The same is true for the construction sector, which Radic believes has found itself in a bubble. "There will be a contraction. I see a solution in deals abroad, where success will depend on the ability of Slovenian companies to work together in acquiring business."
Radic rejected the possibility of her ministry tightening criteria for the establishment of companies due to abuses stemming from shell companies. "We have been working to simplify the procedures for establishing companies. To take a step back due to few cases of abuse would not be the right approach in my mind."
"The right approach would be to punish those who break the law. The companies act sets down in no uncertain terms the punishment for fraud and false bankruptcy."

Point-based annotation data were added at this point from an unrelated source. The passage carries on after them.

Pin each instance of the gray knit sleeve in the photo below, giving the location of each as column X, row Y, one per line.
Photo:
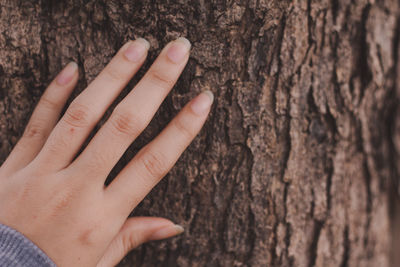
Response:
column 18, row 251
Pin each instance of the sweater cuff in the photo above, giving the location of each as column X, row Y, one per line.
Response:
column 18, row 251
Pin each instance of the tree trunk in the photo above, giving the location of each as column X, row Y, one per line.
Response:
column 297, row 162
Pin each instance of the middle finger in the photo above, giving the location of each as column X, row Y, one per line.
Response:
column 87, row 109
column 134, row 113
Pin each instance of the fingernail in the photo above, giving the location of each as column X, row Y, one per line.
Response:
column 137, row 49
column 67, row 74
column 168, row 231
column 201, row 104
column 178, row 49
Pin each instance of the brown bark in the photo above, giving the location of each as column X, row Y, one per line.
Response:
column 296, row 163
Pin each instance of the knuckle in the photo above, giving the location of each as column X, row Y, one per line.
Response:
column 115, row 74
column 97, row 162
column 126, row 123
column 35, row 130
column 77, row 115
column 154, row 163
column 183, row 128
column 130, row 240
column 48, row 103
column 160, row 79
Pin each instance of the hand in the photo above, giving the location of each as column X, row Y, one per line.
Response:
column 58, row 200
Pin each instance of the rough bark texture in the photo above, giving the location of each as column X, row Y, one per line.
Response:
column 296, row 164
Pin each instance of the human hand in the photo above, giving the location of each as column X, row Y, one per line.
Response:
column 58, row 200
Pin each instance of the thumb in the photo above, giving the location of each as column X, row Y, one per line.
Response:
column 133, row 233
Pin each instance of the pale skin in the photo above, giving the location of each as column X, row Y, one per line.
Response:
column 57, row 198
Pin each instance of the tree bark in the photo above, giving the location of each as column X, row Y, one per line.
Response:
column 297, row 163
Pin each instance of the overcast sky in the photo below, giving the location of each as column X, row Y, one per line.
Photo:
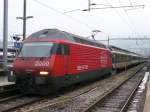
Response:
column 50, row 14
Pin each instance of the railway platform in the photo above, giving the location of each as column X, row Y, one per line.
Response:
column 147, row 101
column 4, row 83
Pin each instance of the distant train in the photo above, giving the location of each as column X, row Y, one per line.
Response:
column 10, row 58
column 51, row 59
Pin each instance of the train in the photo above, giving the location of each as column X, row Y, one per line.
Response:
column 51, row 59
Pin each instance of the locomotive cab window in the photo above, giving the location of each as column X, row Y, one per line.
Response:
column 36, row 49
column 63, row 49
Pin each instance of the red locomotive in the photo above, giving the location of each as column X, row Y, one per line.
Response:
column 50, row 59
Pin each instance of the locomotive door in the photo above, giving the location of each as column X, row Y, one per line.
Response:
column 65, row 53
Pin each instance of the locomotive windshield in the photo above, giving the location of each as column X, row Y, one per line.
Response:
column 36, row 49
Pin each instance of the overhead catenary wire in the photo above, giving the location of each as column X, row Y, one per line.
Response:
column 122, row 18
column 62, row 13
column 129, row 19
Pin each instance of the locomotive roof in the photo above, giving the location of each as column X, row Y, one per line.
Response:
column 58, row 34
column 122, row 51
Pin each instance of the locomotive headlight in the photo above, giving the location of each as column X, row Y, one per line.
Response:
column 44, row 73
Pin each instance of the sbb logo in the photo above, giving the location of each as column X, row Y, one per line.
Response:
column 42, row 63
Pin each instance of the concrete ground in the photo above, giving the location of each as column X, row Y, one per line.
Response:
column 4, row 81
column 147, row 101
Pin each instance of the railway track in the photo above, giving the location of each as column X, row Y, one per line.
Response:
column 86, row 101
column 14, row 102
column 30, row 103
column 119, row 99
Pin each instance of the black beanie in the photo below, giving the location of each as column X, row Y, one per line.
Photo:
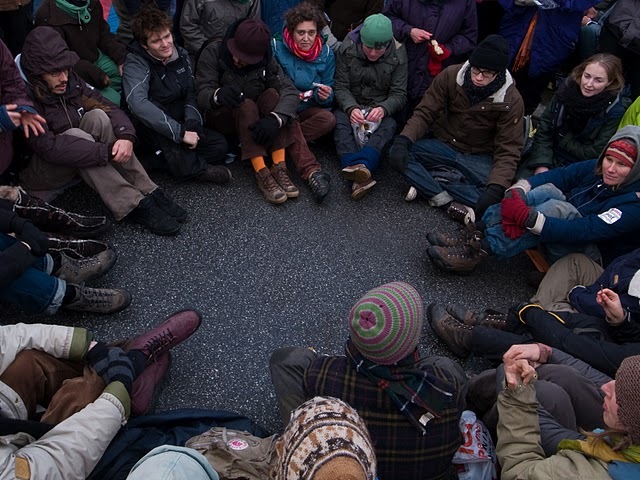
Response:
column 491, row 54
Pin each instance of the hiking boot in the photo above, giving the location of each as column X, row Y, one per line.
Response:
column 98, row 300
column 489, row 318
column 458, row 259
column 216, row 174
column 358, row 190
column 456, row 335
column 269, row 187
column 168, row 206
column 77, row 247
column 281, row 176
column 78, row 270
column 411, row 195
column 174, row 330
column 146, row 387
column 461, row 213
column 358, row 173
column 461, row 236
column 150, row 215
column 320, row 185
column 53, row 219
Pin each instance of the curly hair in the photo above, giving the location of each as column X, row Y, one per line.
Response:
column 304, row 12
column 149, row 21
column 611, row 64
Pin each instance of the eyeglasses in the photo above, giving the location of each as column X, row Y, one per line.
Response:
column 488, row 74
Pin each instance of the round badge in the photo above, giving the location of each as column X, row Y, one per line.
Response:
column 237, row 444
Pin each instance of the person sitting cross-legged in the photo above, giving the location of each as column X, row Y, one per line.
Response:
column 159, row 89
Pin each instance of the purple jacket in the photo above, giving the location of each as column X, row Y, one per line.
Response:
column 453, row 23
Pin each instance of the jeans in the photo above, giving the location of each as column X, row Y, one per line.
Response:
column 35, row 290
column 551, row 202
column 434, row 168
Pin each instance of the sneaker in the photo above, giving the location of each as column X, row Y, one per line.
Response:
column 169, row 207
column 174, row 330
column 156, row 219
column 411, row 195
column 146, row 387
column 53, row 219
column 320, row 185
column 269, row 187
column 358, row 173
column 77, row 247
column 456, row 335
column 216, row 174
column 78, row 270
column 281, row 176
column 358, row 190
column 461, row 213
column 98, row 300
column 489, row 318
column 461, row 236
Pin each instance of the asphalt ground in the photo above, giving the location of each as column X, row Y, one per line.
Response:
column 266, row 276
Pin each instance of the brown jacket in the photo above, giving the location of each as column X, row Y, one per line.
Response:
column 493, row 126
column 83, row 39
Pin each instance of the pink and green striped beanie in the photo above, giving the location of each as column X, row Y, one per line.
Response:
column 386, row 322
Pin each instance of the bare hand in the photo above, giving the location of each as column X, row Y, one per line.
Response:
column 324, row 92
column 356, row 116
column 610, row 302
column 518, row 372
column 32, row 122
column 191, row 139
column 122, row 151
column 418, row 35
column 376, row 114
column 13, row 115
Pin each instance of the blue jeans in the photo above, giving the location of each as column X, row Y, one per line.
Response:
column 551, row 202
column 434, row 168
column 34, row 291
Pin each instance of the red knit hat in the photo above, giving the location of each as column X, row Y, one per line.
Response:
column 624, row 150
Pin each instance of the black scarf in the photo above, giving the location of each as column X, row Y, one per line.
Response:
column 578, row 109
column 477, row 94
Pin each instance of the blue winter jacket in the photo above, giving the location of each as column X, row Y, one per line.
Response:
column 304, row 74
column 610, row 216
column 555, row 36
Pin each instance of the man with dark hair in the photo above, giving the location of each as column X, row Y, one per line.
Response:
column 243, row 90
column 410, row 405
column 159, row 89
column 87, row 136
column 474, row 114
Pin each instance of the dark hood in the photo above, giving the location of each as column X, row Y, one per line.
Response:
column 45, row 51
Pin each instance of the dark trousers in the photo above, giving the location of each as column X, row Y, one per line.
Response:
column 63, row 387
column 15, row 26
column 238, row 120
column 178, row 159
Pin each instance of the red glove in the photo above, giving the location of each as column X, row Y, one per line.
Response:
column 513, row 208
column 434, row 66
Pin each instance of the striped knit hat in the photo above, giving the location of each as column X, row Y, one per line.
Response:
column 627, row 388
column 325, row 440
column 386, row 323
column 624, row 150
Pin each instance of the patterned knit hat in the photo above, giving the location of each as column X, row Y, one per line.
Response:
column 386, row 323
column 624, row 150
column 325, row 440
column 627, row 388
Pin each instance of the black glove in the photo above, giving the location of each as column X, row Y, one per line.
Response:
column 264, row 131
column 492, row 194
column 229, row 96
column 112, row 364
column 399, row 153
column 29, row 234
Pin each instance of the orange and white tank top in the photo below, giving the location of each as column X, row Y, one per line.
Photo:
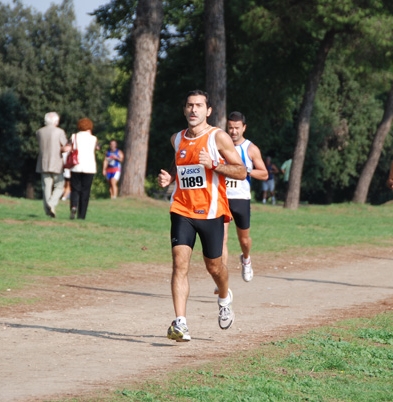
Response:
column 199, row 193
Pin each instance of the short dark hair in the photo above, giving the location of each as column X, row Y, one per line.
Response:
column 196, row 92
column 85, row 124
column 237, row 116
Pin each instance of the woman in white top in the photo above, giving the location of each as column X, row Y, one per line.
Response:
column 83, row 173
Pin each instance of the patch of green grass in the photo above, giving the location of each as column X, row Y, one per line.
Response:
column 127, row 231
column 329, row 364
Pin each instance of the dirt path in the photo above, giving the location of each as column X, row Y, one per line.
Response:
column 98, row 332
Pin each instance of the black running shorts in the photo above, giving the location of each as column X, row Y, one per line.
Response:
column 241, row 212
column 210, row 231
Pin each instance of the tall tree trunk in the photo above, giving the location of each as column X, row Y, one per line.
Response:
column 149, row 17
column 363, row 185
column 303, row 129
column 216, row 74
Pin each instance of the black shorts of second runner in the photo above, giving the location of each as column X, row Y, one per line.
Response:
column 210, row 231
column 241, row 212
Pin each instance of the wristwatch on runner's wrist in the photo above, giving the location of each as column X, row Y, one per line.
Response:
column 214, row 165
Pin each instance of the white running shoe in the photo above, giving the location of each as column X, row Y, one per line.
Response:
column 226, row 316
column 247, row 272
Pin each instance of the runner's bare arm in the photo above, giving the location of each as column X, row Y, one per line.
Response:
column 259, row 170
column 165, row 178
column 234, row 167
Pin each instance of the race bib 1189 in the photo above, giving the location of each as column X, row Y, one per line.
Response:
column 191, row 177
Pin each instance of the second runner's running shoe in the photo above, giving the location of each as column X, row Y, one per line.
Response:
column 247, row 272
column 226, row 316
column 178, row 332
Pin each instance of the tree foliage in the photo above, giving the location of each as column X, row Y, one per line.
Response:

Asked about the future of the TES 6 project of constructing a new coal-fired generator in Termoelektrarna Sostanj (TES), Radic said that she saw no alternatives to pushing ahead with the EUR 1bn-plus investment.
"Given that TES generates 33% of all electricity in Slovenia and that nobody has presented an alternative to obtaining this 33% in a realistic period of time, there is no other possibility. Giving up on 33% of electricity production in Slovenia would be a very risk decision."
She said that the priority now will be to study the audit report on the management of the project so far. "This is such a large and demanding project that mistakes are bound to occur. The important thing is for us to uncover them, admit they exist and then start fixing them."
"But an important question also is whether these mistakes happened because of a lack of know-how and incompetence or whether they happened intentionally."
Radic said that for now the government had no clear information warranting the replacement of managers at power utility HSE and its subsidiary TES. "Then again, it is not the government which decides to sack the management - this is the role of the supervisory boards."